Polysemy: Mea Culpa
Alexis King gave an utterly fantastic talk today on the deep inner workings of Haskell programs’ performance profiles. It’s really very excellent and you should go watch it if you haven’t already. I’ve been extremely burned out on Polysemy and effect-system-related topics lately, but it seems like as good a time as any to discuss what’s going on with the library. Why do Alexis’ benchmarks clearly show something other than my claim that Polysemy was “zero cost?” In short:
I screwed up.
The core Haskell that’s being run in Alexis’ benchmark probably looks like this, though at one point I did indeed get the countdown benchmark to completely optimize away. My claim to being zero-cost was based on this result, which was possible, but required patching GHC, enabling -flate-specialise -O2 -fstatic-argument-transformation -fmax-simplifier-iterations=10
as well as a GHC patch cajoling the optimizer into running extra hard.
My patch to GHC just barely missed the 8.8 deadline, which meant it wouldn’t be publicly available until GHC 8.10, roughly a year away. And until then, Polysemy had no chance of being fast.
The result of all this: fast code, relying on a house of cards of optimization, only on a compiler that didn’t exist yet. It worked, but was a huge hassle to test, and because of that, I didn’t do it very often, nor did I make it easy for others to verify my claims.
My mindset has always been that the “free monads are too slow” argument is overblown and irrelevant to 99% of programs, and my original goal with Polysemy was to show that there was nothing fundamentally wrong with the approach; that if we tried hard enough, we really could pull amazing performance out of free monads.
It’s been about a year now, so my recollection is hazy, but I think I must have somehow conflated “fast programs are possible in Polysemy” with “Polysemy is zero-cost.” There was absolutely no deception intended, but it appears I deceived myself, and the community because of that. I’m sorry.
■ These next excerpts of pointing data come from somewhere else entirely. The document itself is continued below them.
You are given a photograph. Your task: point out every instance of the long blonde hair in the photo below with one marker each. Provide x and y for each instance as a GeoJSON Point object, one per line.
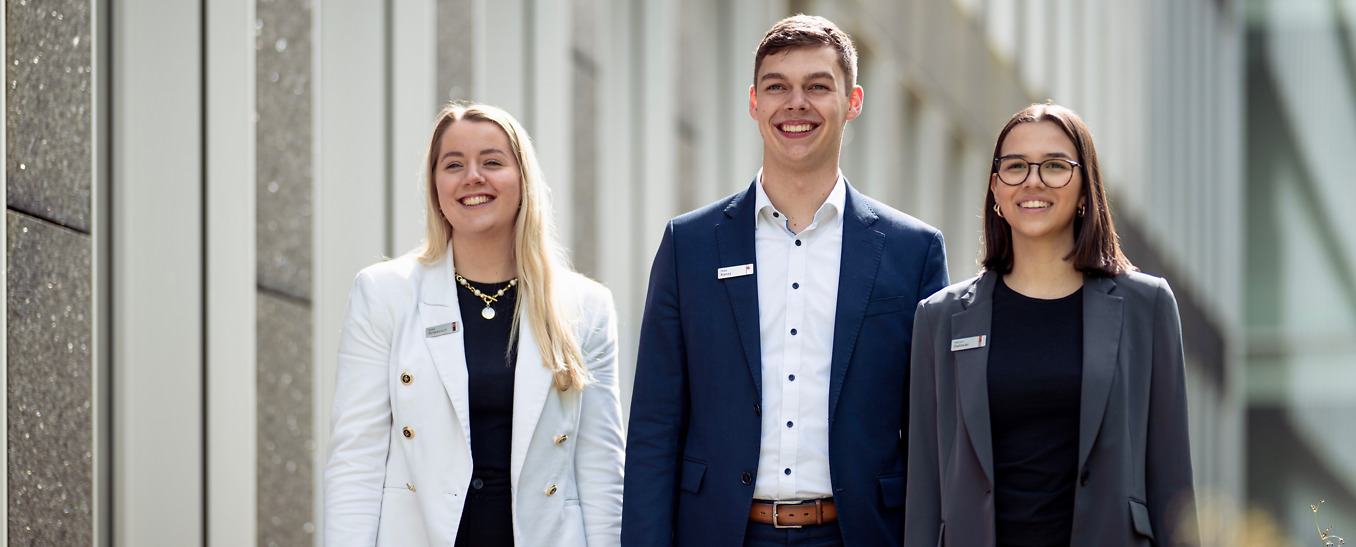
{"type": "Point", "coordinates": [541, 259]}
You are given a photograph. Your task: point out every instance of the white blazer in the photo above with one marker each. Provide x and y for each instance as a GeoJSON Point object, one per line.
{"type": "Point", "coordinates": [385, 487]}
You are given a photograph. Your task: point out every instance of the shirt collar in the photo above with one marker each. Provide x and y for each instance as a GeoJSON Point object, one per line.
{"type": "Point", "coordinates": [830, 211]}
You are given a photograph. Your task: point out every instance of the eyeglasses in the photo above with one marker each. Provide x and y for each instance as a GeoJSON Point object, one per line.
{"type": "Point", "coordinates": [1054, 173]}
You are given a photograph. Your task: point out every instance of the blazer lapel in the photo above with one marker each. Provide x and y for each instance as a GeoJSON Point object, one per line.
{"type": "Point", "coordinates": [735, 247]}
{"type": "Point", "coordinates": [972, 368]}
{"type": "Point", "coordinates": [861, 250]}
{"type": "Point", "coordinates": [532, 383]}
{"type": "Point", "coordinates": [444, 335]}
{"type": "Point", "coordinates": [1101, 345]}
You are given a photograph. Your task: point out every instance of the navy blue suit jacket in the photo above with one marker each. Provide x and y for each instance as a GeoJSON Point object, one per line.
{"type": "Point", "coordinates": [693, 440]}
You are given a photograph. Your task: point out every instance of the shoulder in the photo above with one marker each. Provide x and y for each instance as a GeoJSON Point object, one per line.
{"type": "Point", "coordinates": [953, 295]}
{"type": "Point", "coordinates": [894, 220]}
{"type": "Point", "coordinates": [709, 213]}
{"type": "Point", "coordinates": [1143, 288]}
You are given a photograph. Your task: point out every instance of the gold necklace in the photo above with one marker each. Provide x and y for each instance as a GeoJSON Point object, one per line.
{"type": "Point", "coordinates": [487, 312]}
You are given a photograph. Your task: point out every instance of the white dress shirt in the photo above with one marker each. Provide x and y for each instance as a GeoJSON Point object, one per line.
{"type": "Point", "coordinates": [798, 297]}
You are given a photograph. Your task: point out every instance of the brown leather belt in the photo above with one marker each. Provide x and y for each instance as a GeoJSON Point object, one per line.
{"type": "Point", "coordinates": [793, 513]}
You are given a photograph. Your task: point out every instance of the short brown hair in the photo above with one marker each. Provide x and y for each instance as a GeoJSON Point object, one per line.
{"type": "Point", "coordinates": [1096, 246]}
{"type": "Point", "coordinates": [808, 31]}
Sometime near the end of 2019, Lexi showed me her research into why the effect system benchmarks were extremely misleading (as mentioned in her talk.) Her research made it very evident that all effect systems were “cheating” in the benchmark shootout, and I attributed Polysemy’s pre-super-optimized terrible benchmark numbers to “not cheating as much.” If the optimizer was what was making other effect systems fast, but only in single-module programs, presumably they would also perform badly in real-world, multiple-module programs, and would see the same performance characteristics as Polysemy. I didn’t confirm this experimentally.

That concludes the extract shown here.